The idea of it was way nicer than actually being seventeen. All those movies and books, and stories old people told were filled with whatever the fuck was the teen life. Throwing crazy parties, getting drunk, making out with people you'd regret kissing. Being wild and free, feeling like nothing can bring you down.

But I wasn't having fun.

I was feeling isolated from everyone while they were dancing and having fun. It felt almost like a simulation, like, the thoughts in my head and soul in my body weren't mine. The memories belonged to someone else and I was just living their life. They felt worn out, and I was supposed to make those memories mine.

This was supposed to be the time of my life.

But how could it be, when I was just a shadow in someone else's world? It was always Aiden and Melanie, and sometimes even Aiden and her friend. But I didn't care until now, Aiden kept me away from those thoughts. She did her best and honestly, I felt loved like her. She managed to share everyone else's love with me, even if I didn't know them or they didn't like me. I didn't feel lonely or rejected when I was around her. But right now, as I was more sober than ever at a party, I couldn't just ignore what my life became.

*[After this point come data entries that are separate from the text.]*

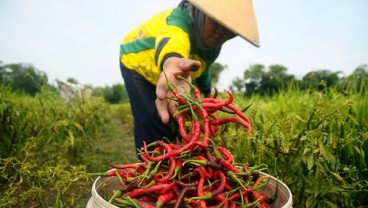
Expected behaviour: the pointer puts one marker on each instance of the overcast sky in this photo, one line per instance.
(81, 38)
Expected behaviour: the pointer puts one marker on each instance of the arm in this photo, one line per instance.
(172, 68)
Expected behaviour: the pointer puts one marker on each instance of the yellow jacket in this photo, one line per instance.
(168, 33)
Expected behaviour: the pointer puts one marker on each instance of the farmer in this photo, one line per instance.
(184, 42)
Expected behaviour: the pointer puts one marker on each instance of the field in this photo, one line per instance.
(314, 141)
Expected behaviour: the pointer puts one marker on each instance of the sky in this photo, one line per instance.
(80, 39)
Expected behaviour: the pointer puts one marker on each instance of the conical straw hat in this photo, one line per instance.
(236, 15)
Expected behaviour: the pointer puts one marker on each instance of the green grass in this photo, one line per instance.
(316, 142)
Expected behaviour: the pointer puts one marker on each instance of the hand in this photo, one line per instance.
(173, 68)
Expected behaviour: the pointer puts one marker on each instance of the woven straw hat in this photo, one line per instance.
(236, 15)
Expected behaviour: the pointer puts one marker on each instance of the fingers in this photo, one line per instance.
(162, 109)
(173, 67)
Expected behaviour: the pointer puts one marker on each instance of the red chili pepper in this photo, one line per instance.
(155, 188)
(164, 198)
(177, 151)
(181, 126)
(200, 187)
(241, 115)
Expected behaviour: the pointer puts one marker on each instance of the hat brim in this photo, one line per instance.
(236, 15)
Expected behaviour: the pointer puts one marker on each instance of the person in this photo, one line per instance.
(182, 41)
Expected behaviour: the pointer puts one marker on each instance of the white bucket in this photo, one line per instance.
(283, 200)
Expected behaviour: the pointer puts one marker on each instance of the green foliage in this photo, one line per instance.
(115, 94)
(257, 80)
(22, 77)
(215, 70)
(43, 141)
(316, 142)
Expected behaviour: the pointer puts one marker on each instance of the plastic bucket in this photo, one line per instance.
(106, 186)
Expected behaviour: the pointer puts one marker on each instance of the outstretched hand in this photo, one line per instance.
(173, 68)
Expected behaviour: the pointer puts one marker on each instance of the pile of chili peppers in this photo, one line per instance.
(193, 172)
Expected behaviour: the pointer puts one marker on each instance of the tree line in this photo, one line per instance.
(257, 79)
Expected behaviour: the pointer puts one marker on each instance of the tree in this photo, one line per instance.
(275, 79)
(253, 77)
(115, 94)
(320, 79)
(238, 84)
(215, 70)
(22, 77)
(359, 78)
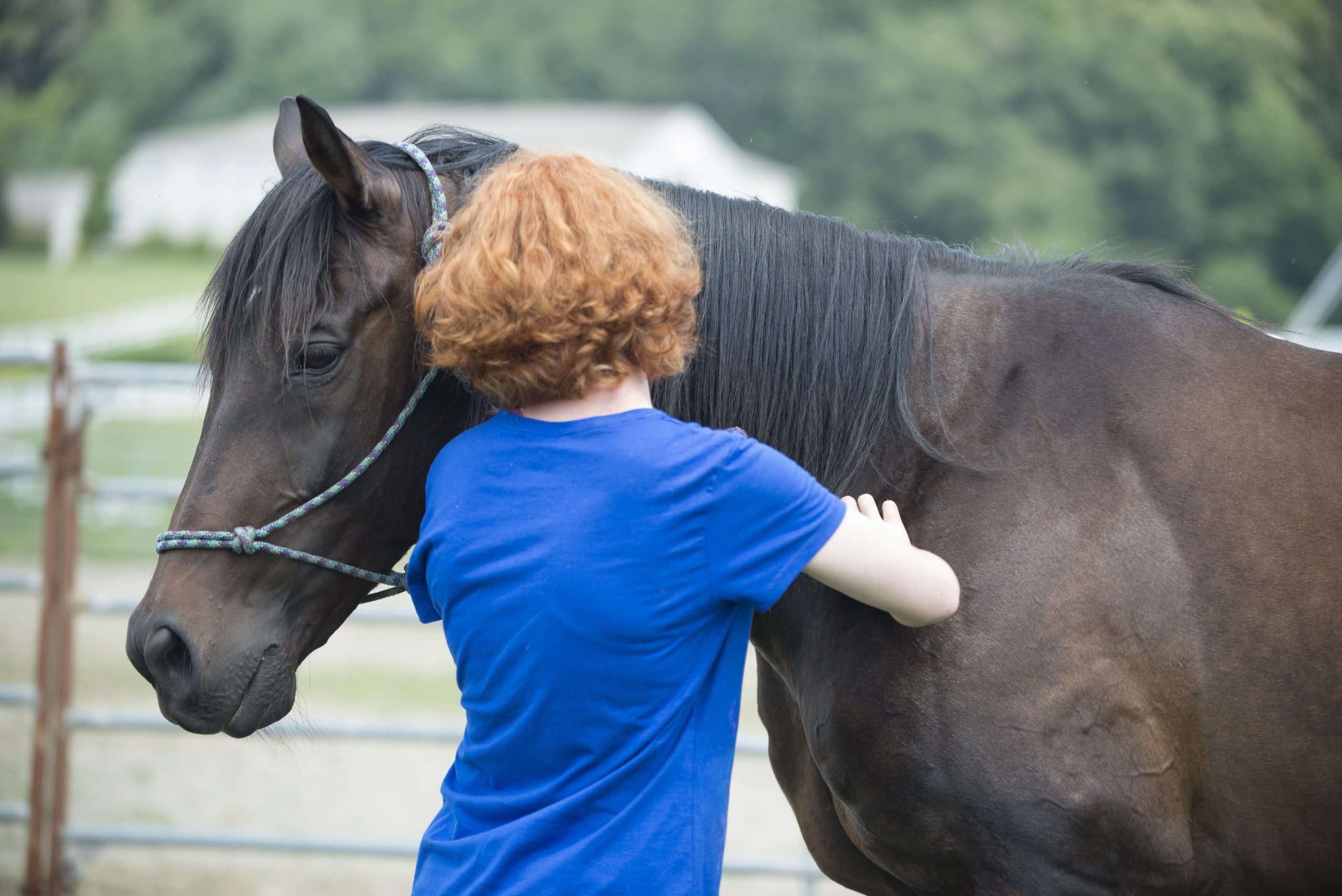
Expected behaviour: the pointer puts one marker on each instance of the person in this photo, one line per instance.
(596, 563)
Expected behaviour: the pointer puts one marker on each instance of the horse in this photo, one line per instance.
(1141, 691)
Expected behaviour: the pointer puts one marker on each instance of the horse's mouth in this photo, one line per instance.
(265, 699)
(262, 702)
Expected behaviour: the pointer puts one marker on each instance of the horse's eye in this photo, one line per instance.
(317, 357)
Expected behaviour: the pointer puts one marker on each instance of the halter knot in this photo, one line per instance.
(243, 541)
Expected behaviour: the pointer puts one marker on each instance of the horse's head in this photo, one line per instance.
(313, 353)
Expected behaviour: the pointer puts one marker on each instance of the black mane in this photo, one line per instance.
(809, 328)
(808, 325)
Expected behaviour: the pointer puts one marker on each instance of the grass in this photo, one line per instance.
(108, 529)
(33, 292)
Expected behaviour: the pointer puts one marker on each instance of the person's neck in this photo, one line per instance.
(629, 395)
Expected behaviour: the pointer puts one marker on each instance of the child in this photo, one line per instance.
(596, 563)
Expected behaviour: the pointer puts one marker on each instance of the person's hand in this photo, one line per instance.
(870, 560)
(866, 505)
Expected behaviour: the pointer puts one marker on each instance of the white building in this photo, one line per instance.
(53, 203)
(200, 183)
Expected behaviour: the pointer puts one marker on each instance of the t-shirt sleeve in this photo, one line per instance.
(767, 520)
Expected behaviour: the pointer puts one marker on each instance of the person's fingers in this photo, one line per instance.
(890, 510)
(893, 518)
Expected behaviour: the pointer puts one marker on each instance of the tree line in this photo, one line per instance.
(1202, 131)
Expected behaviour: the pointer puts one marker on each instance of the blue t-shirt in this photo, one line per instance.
(596, 581)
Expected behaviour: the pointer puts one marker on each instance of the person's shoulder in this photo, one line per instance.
(718, 445)
(461, 448)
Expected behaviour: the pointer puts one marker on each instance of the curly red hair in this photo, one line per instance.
(560, 275)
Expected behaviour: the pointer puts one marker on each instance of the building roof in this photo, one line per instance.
(200, 183)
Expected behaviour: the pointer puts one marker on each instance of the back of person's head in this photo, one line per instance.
(560, 275)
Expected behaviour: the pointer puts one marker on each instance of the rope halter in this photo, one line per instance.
(246, 539)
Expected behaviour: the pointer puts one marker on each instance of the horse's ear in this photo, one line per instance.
(361, 183)
(289, 138)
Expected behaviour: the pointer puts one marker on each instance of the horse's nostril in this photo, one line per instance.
(168, 657)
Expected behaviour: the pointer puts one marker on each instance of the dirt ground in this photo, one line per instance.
(313, 786)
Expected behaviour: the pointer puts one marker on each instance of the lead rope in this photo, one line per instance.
(246, 539)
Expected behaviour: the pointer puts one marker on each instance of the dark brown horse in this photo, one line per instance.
(1142, 496)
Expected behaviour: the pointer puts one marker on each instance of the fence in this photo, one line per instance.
(50, 835)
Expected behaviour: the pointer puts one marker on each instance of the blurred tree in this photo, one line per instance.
(1206, 131)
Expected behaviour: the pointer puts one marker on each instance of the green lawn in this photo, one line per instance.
(33, 292)
(117, 529)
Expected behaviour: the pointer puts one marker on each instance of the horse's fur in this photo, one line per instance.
(1139, 491)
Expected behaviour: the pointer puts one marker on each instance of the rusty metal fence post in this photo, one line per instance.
(63, 457)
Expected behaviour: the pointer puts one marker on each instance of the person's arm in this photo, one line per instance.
(871, 560)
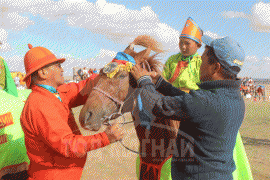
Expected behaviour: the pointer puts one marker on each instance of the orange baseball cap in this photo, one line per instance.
(192, 31)
(35, 59)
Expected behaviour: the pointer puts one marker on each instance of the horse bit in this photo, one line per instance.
(107, 119)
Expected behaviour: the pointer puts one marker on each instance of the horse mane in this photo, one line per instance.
(152, 61)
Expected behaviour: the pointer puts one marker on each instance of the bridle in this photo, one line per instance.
(107, 119)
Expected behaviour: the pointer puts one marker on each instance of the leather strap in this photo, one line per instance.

Soberness was the worst diet I was on in my entire seventeen years a hell of a life. There were so many things you realized as you kept your brain awake. And when you thought of life, you wanted to end it sooner.

It was grey, cold, and lonely for me and I wasn't far enough to don't want to go back to the life I was used to and once enjoyed.

The issue with me was that I couldn't express myself when I was sober. There were wrongs and rights and I was wide aware of that. And somehow it seemed like as hard as I tried to be the society's ideal that much I failed.

I even remember when I blew the candles and officially became seventeen. I remember the white plain cake and the one and only candle on it. I remember celebrating it with people that laughed but were actually suffering inside. I remember no one loved coming to the rehab center to celebrate starting seventeen sober.

Love and being appreciated were two things it seemed like I couldn't get. Even if I was on the edge, I wasn't suffering enough, or I wasn't bad enough to get some affection. When I archived something it wasn't big or important enough to earn me sentiment.

I couldn't win either way.

"Why so sad, baby?" an unfamiliar hoarse voice spoked, making me look down at my untouched shot of vodka after realizing I was staring creepily at Aiden.

Taking a deep breath in annoyance I looked up at the owner of the unknown voice. And even though I wasn't a social butterfly I, too, knew a few names and faces. And the one with swept-back curls, I had never seen before.

He brought his face closer to me, smiling broadly. It was getting harder to ignore him and the loud music wasn't helping me much. The guy licked his lips, before placing his hands on the sides of my barstool turning me towards the kitchen counters, and placing his hands on the counter's edge. He left me trapped between his chest and the kitchen aisle.

The scent of tobacco and vodka filled my body as I tried my best not to touch his chest with my back when he was leaning over my shoulder. His breath was hot against my earlobe. And my heartbeat was fastening.